The skeptic’s pledge
The bad news is that the media and social media ecosystem now makes it easy for fake news to spread. (Case in point: Morgan Freeman isn’t dead, although some of my friends were spreading that news on Facebook.)
The good news is that the media and social media ecosystem now make it easy to check.
If you read something that you want to believe — something that confirms your prejudices — then you have responsibility to check it more carefully. Fake news that people want to believe is the fake news that spreads most quickly.
Is the source credible? That’s a start, but as you can see from this story, it’s not sufficient. With the speed of news these days, every news organization gets it wrong sometimes.
Is there independent confirmation? Check if people from different media outlets who have their own sources are reporting it, not just news organizations all citing the same original report.

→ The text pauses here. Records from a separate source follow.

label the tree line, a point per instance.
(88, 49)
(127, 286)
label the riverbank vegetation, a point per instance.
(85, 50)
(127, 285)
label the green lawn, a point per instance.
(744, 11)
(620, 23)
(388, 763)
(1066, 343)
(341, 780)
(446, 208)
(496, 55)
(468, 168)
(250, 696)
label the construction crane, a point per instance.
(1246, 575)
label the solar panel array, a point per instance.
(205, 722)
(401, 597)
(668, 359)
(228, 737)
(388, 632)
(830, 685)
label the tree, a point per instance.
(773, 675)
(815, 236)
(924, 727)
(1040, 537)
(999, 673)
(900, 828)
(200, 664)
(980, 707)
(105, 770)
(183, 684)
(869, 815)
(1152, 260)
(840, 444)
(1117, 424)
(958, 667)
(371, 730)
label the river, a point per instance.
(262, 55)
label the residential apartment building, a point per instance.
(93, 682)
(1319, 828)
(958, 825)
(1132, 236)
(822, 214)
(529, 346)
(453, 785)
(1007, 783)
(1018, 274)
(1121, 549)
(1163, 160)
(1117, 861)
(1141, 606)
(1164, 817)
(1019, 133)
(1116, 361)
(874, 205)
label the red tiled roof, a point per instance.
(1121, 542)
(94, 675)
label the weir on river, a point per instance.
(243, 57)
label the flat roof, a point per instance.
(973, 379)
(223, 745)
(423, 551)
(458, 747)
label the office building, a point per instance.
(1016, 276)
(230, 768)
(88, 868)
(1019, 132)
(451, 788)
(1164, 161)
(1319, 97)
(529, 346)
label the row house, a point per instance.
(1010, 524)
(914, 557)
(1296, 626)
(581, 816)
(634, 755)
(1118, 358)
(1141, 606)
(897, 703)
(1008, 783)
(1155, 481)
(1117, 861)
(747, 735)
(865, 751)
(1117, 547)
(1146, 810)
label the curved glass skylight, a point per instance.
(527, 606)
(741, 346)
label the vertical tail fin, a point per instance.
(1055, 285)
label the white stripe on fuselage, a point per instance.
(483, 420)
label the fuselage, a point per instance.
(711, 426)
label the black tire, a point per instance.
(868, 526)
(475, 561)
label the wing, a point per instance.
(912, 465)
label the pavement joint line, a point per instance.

Is there photographic or video evidence? Photos alone aren’t sufficient, but they’re credible when combined with credible reporting.
Are there logical contradictions? Learn enough about the field you’re reading about to know when numbers and dates like the ones in this Dow Jones article are off. Share prices and market capitalizations are public and easy to check.
The value of voice
I’m intrigued by the idea that we can tell immediately, regardless of the facts, that this isn’t a real article on a newswire.
News has an authoritative tone. I’ve found it frustrating, because it often gets in the way of reporters writing what they actually see or know because they need to sound like news.
Now I’m wondering. Dow Jones should sound like Dow Jones, Variety should sound like Variety, and Politico should sound like Politico. It’s another useful way to know when you’re being fooled.
Most fake news writers don’t have the training to sound like real ones. If only the algorithms had enough intelligence to pick up on that.